There are no strong men characters in this movie, illustrating a female gender bias in the viewpoint. The roller derby coach is a loony obsessed with exercise and acting like a pothead with a few screws loose. Bliss’s very first rock and roll boyfriend turns out to be a womanizer, and the announcer of the roller derby is a loser horny toad always failing to get laid. Bliss’ dad, played by Daniel Stern, is a stereotypical couch potato sports fan who follows mom’s lead instead of being a leader in the family. He is too weak to face mom about her contempt for sports so he watches the football game by lying to her that he is staying late at work. He pretty much cow tows to her until the end, when he is the first one to support Bliss and takes the lead by pulling Bliss out of the big pageant and bringing her to the roller derby. So his leadership is portrayed as good when supportive of Bliss’ desires.

So this film seems to prioritize the individual’s dreams without negating the value of family. The collective family and the individual member can get along and balance each other’s interests.

Monsters Vs. Aliens

Susan Murphy is struck by a meteor and grows to be 50 feet tall, which, needless to say, jeopardizes her wedding plans with a television weather reporter. Also, she is captured by the military and imprisoned with other monsters they’ve captured over the years. Susan, as the “50 foot woman” meets the Missing Link, Dr. Cockroach and B.O.B., which are homages to the monster movies of the 50s and 60s: the Creature from the Black Lagoon, The Fly and the Blob. Meanwhile, a hostile alien robot has come to earth to “extract” the special substance that made Susan grow big and strong, so that he can become powerful and take over the earth, destroy it and start his own civilization of clones of himself. This bad guy alien is an expression of colonialism that imperialistically exploits other “worlds” for their natural resources and then destroys the inhabitants in order to make it his home.

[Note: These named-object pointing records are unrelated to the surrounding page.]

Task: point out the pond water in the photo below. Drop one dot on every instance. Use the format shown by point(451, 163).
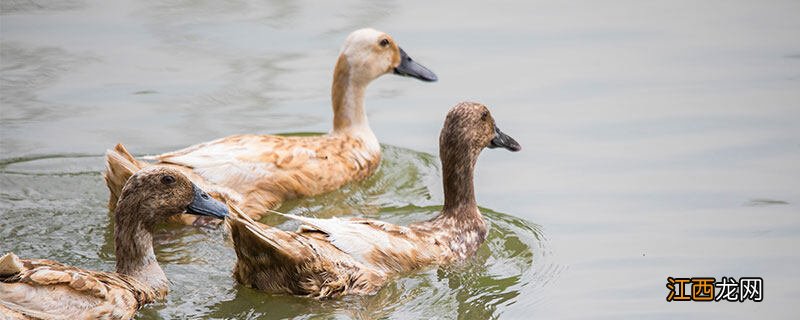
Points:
point(659, 139)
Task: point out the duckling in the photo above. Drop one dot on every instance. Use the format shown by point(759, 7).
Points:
point(258, 172)
point(39, 288)
point(327, 258)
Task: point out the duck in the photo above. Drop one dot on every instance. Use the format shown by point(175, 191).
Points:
point(259, 172)
point(46, 289)
point(329, 258)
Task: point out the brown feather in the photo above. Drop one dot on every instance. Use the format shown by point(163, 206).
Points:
point(39, 288)
point(259, 172)
point(327, 258)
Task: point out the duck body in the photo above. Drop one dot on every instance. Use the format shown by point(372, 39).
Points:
point(46, 289)
point(258, 172)
point(327, 258)
point(70, 293)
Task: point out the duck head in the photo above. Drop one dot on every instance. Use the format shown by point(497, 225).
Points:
point(157, 193)
point(470, 127)
point(370, 54)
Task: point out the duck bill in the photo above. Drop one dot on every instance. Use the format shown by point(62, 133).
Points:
point(502, 140)
point(410, 68)
point(205, 205)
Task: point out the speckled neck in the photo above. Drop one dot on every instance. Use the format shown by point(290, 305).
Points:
point(458, 167)
point(133, 240)
point(347, 95)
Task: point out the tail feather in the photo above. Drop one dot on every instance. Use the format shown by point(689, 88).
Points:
point(120, 166)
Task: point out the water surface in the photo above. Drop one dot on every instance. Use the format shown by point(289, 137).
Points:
point(659, 139)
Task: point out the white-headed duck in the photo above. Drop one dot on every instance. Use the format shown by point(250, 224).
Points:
point(39, 288)
point(258, 172)
point(331, 257)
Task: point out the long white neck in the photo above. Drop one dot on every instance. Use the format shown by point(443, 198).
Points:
point(347, 94)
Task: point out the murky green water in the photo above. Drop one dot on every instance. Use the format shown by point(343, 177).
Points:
point(660, 139)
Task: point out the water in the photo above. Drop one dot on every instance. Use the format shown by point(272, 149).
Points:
point(659, 139)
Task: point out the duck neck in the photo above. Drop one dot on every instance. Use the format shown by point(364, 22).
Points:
point(459, 190)
point(134, 247)
point(347, 95)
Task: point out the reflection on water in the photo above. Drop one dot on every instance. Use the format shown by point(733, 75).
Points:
point(56, 204)
point(661, 139)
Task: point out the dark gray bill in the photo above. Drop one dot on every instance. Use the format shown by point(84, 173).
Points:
point(205, 205)
point(502, 140)
point(410, 68)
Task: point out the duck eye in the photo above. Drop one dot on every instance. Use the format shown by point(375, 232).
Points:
point(168, 180)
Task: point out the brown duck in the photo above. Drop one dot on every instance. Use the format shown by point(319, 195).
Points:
point(39, 288)
point(258, 172)
point(331, 257)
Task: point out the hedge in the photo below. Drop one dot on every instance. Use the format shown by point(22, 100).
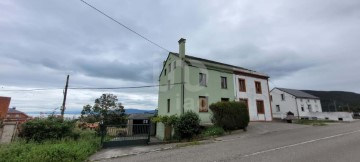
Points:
point(230, 115)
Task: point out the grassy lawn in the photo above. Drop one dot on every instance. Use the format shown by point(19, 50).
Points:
point(51, 150)
point(313, 122)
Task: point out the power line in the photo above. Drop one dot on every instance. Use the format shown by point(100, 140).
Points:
point(128, 28)
point(90, 88)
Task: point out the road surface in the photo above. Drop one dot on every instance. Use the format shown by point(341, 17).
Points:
point(335, 142)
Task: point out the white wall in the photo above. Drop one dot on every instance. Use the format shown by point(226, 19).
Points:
point(286, 105)
point(331, 115)
point(252, 96)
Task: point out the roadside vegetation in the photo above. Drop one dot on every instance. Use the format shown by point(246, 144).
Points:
point(313, 122)
point(226, 117)
point(53, 138)
point(61, 142)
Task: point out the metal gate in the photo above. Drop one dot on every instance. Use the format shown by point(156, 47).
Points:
point(125, 135)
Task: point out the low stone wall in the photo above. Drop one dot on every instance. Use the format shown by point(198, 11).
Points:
point(8, 132)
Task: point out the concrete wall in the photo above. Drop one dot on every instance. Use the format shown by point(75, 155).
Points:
point(303, 104)
point(8, 132)
point(330, 116)
point(4, 106)
point(252, 96)
point(286, 105)
point(298, 106)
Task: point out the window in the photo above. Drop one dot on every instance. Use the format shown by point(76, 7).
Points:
point(278, 108)
point(202, 79)
point(258, 87)
point(260, 106)
point(168, 84)
point(223, 83)
point(168, 104)
point(203, 104)
point(245, 101)
point(242, 86)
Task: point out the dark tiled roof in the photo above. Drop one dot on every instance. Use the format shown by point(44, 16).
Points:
point(298, 93)
point(214, 62)
point(140, 116)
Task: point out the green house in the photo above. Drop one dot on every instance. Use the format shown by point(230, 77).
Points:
point(191, 83)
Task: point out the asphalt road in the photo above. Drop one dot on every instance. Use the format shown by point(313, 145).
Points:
point(337, 142)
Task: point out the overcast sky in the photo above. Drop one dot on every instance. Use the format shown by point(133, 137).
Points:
point(301, 44)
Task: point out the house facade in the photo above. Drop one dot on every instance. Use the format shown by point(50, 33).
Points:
point(192, 83)
point(295, 101)
point(14, 115)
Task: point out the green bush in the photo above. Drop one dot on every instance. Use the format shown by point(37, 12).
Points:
point(48, 128)
point(51, 150)
point(188, 125)
point(213, 131)
point(230, 115)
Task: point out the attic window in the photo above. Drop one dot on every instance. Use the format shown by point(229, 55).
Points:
point(202, 79)
point(258, 87)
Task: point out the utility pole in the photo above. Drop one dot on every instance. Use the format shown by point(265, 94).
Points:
point(64, 100)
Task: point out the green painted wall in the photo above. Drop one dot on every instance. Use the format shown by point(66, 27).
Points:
point(213, 90)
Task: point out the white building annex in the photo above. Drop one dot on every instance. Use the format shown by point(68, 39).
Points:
point(298, 102)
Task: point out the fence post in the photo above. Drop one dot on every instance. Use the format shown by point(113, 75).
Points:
point(149, 131)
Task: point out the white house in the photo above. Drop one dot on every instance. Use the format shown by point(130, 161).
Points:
point(298, 102)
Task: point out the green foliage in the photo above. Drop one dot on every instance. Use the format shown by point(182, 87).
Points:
point(166, 120)
point(41, 129)
point(106, 107)
point(188, 125)
point(213, 131)
point(51, 150)
point(230, 115)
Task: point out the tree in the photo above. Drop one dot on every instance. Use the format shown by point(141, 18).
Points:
point(106, 108)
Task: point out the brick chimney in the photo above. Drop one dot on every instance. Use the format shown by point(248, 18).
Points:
point(182, 42)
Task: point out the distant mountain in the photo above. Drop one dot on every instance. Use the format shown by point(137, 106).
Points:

This appears to be a feminist woman’s empowerment story. We follow the journey of Susan, who begins her story as a weaker woman who gets her self worth from supporting or following a man, her fiancé. The fiancé is a self-obsessed man only concerned with his own career, and not with Susan’s concerns at all. So when Susan becomes huge and even saves the city by destroying a robot, the fiancé breaks off the engagement because as he says, he can’t be in someone else’s shadow, and her shadow is particularly big. In other words, he wants a woman in HIS shadow and any “powerful” woman, or a woman who has become “big” (an obvious metaphor for a successful career woman) is too intimidating for him. He perceives that the relationship exists to serve his interests, not hers, a common accusation against “patriarchy.”

Susan realizes that her fiancé is a jerk and was only concerned with himself, so she muses to her monster friends that she doesn’t need a man to accomplish great things in life, after all, it was she who fought and destroyed an alien robot, not HIM. She stands to her full 50 foot height with clenched fists of empowerment (lacking only the Virginia Slims cigarette due to Hollywood political correctness) and says, “I’m not going to short change myself ever again.” And at the climax, when she has the chance to “become normal” by becoming small again, she chooses to become 50 feet again to save her monster friends, who have become more important to her. So at the end, when her fiancé asks for her back (for obvious selfish reasons again, to benefit his career), she stands him up and makes a fool of him and walks away, not needing a man as a fish needs not a bicycle.